Hannah Walsh, principal analyst at Ampere Analysis, added hard numbers to the picture. India produced over 24,000 titles in January 2026 alone, with 19,000 available internationally. The country now accounts for 12 per cent of Asia-Pacific content spend, up from 8 per cent in 2021, outpacing both Japan and China. Key exporters include JioStar, Zee Entertainment, Sony India, Amazon and Netflix, delivering over 7,500 Indian-produced titles abroad each year. The top importing markets are Saudi Arabia, the UAE, Egypt, the United States and the Philippines. Scripted content dominates globally at 88 per cent, with crime dramas and children’s and family titles performing particularly strongly.

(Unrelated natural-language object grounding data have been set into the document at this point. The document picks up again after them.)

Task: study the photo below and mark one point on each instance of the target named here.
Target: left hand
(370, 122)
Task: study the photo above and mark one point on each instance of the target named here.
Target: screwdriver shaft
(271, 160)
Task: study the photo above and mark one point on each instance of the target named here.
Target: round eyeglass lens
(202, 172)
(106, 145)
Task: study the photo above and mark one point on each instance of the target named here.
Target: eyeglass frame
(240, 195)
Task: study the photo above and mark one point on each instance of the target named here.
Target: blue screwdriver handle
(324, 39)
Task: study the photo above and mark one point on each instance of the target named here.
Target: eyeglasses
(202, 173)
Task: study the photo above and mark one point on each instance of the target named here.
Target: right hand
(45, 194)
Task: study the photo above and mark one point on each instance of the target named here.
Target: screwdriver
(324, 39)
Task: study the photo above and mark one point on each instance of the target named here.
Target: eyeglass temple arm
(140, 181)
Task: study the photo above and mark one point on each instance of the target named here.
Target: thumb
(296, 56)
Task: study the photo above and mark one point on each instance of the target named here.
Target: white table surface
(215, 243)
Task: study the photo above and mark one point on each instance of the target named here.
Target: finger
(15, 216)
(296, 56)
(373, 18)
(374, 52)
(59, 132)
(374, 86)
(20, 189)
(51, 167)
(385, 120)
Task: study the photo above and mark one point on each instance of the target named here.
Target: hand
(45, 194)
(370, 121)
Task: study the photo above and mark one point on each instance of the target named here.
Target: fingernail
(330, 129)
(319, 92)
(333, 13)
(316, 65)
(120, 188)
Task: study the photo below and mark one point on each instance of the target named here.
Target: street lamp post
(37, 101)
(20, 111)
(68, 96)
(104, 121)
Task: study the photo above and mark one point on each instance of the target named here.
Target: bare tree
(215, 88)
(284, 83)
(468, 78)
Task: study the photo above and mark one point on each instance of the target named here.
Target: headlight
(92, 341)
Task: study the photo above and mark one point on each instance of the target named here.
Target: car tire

Manoj Dobhal, chief executive and executive director of Dish TV India, framed the summit’s ambition squarely. “Stories don’t need translation. They need a platform, discovery, and reach, local or global,” he said. “India produces more movies than any country, our streaming platforms compete globally, and our tech and creators win international awards. Yet fragmentation slows growth. Producers, platforms, and tech move in different lanes. We need shared spaces, collaboration, and an ecosystem where ideas, technology, and people meet. That is why we built Content India.”
The data, the pitches and the prize money all pointed to the same conclusion: India is not waiting for the world to discover its stories. It is building the infrastructure to sell them.